The Scale of the Problem in Adelaide's Digital Ecosystem

Lot Fourteen, the North Terrace innovation precinct that hosts the Australian Space Agency headquarters and dozens of defence and tech tenants, presents a concentrated version of the broader challenge. Multiple organisations sharing overlapping project documentation — and, in some cases, overlapping photography of the same physical spaces — creates conditions where a single image can exist in four or five slightly different versions across separate databases. Each version may carry different metadata, a different filename, or a different rights status.

The Adelaide City Council's digital records system, like those of most large local governments, has grappled with this since its digitisation push began in earnest around 2019. A 2023 audit framework published by the Australian National Audit Office — though focused on federal agencies — found that image duplication rates in large institutional repositories commonly run between 12 and 22 percent of total stored assets. Applying even the lower end of that range to an organisation managing 50,000 image assets means roughly 6,000 files that are consuming storage, confusing search results and occasionally being published in error.

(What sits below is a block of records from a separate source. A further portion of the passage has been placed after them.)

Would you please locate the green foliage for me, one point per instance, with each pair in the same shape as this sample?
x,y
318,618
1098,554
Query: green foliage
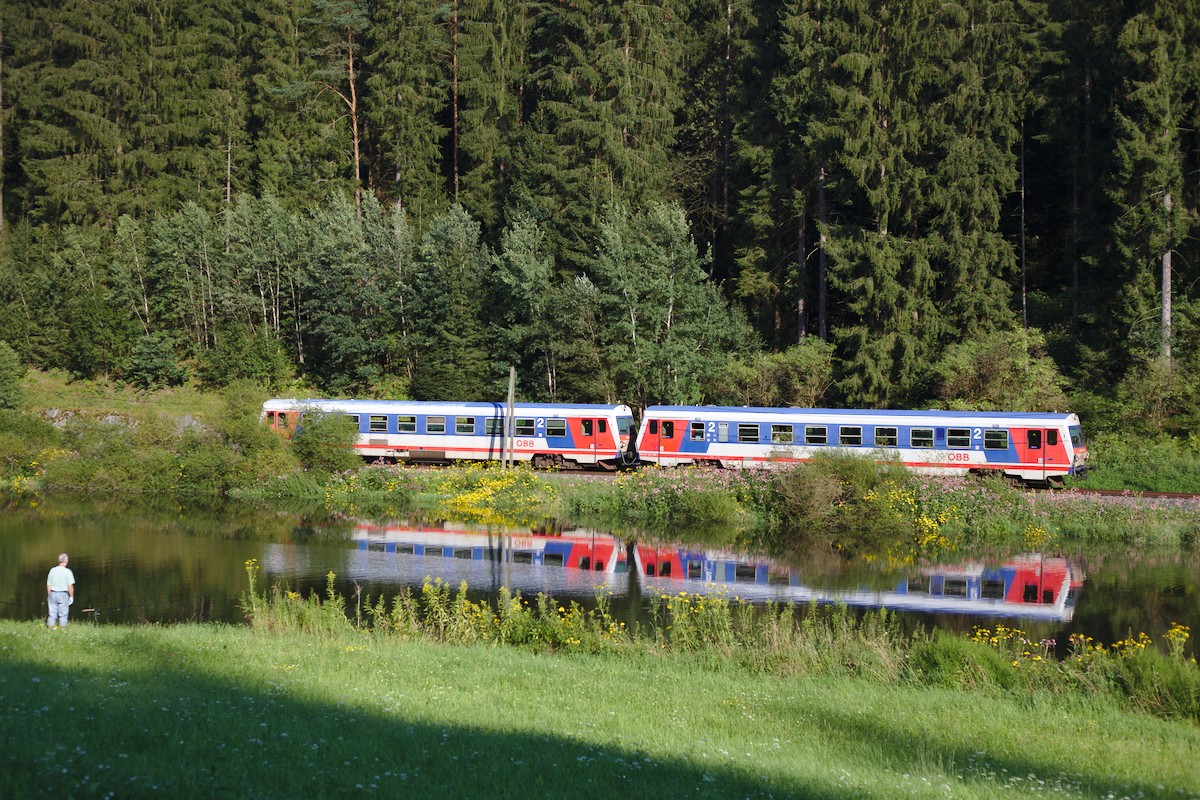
x,y
154,364
1144,463
325,441
241,354
900,173
12,371
1001,371
799,377
450,349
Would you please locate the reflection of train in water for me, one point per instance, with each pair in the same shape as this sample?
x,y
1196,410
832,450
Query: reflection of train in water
x,y
1031,585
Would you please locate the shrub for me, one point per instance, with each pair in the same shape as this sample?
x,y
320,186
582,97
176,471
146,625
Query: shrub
x,y
325,441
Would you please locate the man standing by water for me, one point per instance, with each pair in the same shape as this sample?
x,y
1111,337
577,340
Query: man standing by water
x,y
59,591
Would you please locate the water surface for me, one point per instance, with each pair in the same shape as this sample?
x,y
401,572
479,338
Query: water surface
x,y
161,563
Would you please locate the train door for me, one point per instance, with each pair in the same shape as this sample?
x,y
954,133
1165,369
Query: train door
x,y
1031,450
649,446
588,439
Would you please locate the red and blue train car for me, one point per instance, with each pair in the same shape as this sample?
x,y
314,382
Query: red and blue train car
x,y
1032,447
545,434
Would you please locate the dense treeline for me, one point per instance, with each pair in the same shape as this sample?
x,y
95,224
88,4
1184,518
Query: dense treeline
x,y
754,202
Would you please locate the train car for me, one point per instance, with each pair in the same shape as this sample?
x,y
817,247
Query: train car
x,y
545,434
1038,449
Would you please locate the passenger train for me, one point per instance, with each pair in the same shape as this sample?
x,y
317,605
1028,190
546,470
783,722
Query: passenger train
x,y
545,434
1032,447
1037,449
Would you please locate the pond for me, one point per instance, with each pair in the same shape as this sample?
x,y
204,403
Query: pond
x,y
154,563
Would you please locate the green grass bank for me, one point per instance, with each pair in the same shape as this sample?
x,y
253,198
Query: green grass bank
x,y
197,710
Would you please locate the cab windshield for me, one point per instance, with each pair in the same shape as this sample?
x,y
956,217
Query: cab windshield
x,y
1077,435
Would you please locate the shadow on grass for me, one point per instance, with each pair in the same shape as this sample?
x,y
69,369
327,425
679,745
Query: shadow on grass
x,y
143,732
156,725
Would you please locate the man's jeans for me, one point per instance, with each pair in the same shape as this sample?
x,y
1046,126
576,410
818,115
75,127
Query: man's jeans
x,y
59,603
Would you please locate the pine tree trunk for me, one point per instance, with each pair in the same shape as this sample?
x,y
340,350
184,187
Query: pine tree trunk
x,y
821,254
1167,290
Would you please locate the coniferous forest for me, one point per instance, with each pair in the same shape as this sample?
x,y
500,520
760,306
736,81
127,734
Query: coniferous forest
x,y
984,203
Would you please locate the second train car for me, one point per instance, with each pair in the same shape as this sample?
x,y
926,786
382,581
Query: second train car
x,y
545,434
1037,449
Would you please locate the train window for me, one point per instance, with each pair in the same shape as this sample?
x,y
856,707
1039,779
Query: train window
x,y
748,572
921,438
991,589
995,439
958,438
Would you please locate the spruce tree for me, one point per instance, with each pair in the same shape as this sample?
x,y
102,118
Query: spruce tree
x,y
406,106
1152,109
449,346
495,77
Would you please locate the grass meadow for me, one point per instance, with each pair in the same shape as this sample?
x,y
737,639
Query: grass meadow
x,y
205,710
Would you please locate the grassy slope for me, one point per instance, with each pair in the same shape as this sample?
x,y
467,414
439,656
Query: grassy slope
x,y
95,398
225,711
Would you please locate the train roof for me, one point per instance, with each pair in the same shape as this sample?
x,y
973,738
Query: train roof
x,y
733,413
431,407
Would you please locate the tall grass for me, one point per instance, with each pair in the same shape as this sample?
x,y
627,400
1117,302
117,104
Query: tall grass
x,y
202,710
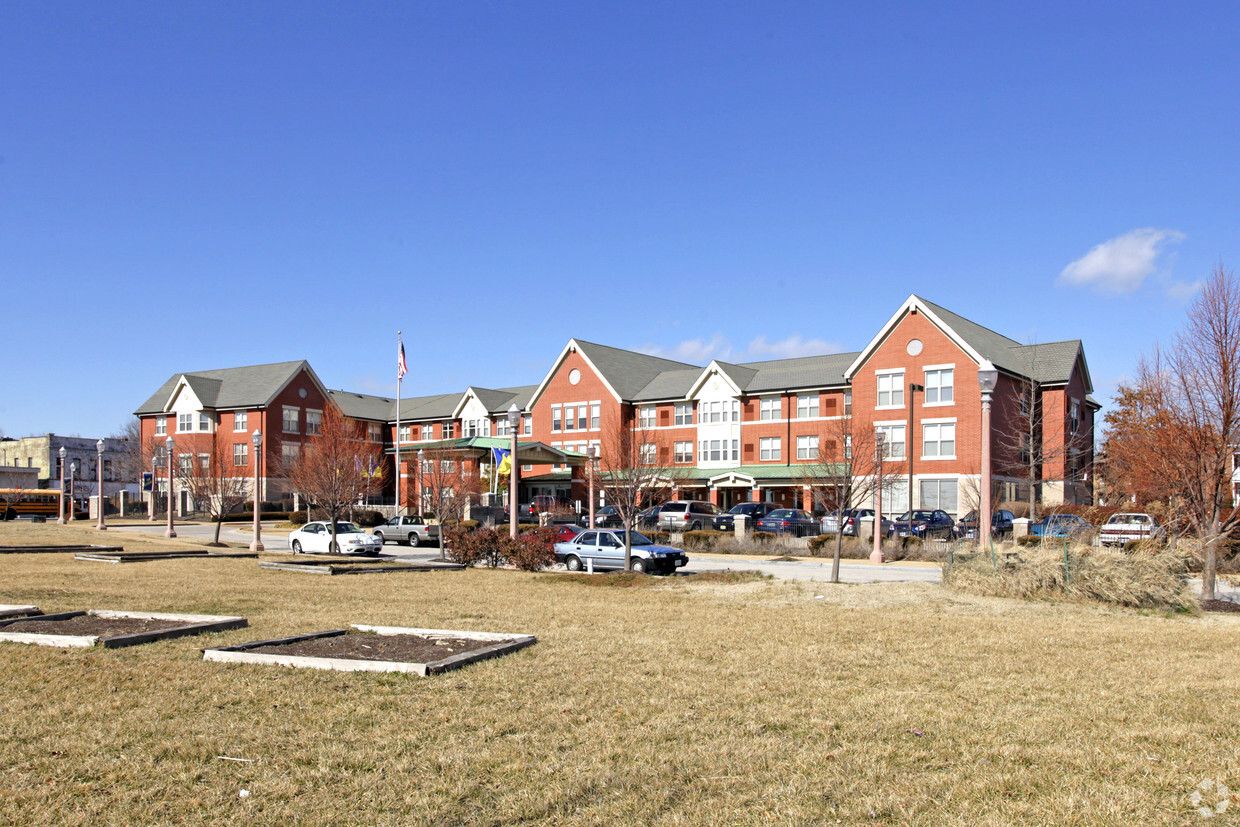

The replacement workflow — identifying a duplicate, locating the canonical version, updating every document or webpage where the wrong image appeared, and logging the correction — takes an average of 2.3 staff hours per incident according to workflow analysis published by the Records and Information Management Professionals Australasia body in its 2024 benchmarking report. At the SA public sector administrative wage of approximately $42 per hour, each corrected duplicate costs the organisation roughly $97 in labour alone, before factoring in any reputational or compliance consequences.

What Organisations Are Doing About It

The practical response across Adelaide's institutional sector has moved in two directions. Larger organisations — among them defence primes with Osborne Naval Shipyard contracts and universities including the University of South Australia's Mawson Lakes campus — have begun investing in automated deduplication software that can scan repositories and flag near-identical images using perceptual hashing algorithms. Smaller councils and nonprofits are mostly still relying on manual audits, typically scheduled annually.

The hydrogen jobs plan, which the Malinauskas government is rolling out with a flagship electrolyser facility slated for Whyalla, adds another layer of complexity. Construction and environmental impact documentation for projects of that scale generates thousands of site images over a multi-year build period. Without a naming and tagging convention enforced at the point of capture, those repositories tend to accumulate duplicates rapidly — often reaching duplication rates above 30 percent within 18 months, according to the 2024 RIMPA benchmarks.

For organisations that have not yet conducted a formal audit, the practical starting point recommended by digital records professionals is a baseline inventory run against storage systems before the end of the 2025-26 financial year — the window for which is closing now, on July 4, 2026. Establishing a single source-of-truth image repository, with enforced metadata standards at upload, is the intervention that consistently delivers the largest reduction in future duplication rates. The cost of getting it wrong, the data shows, compounds with every month of delay.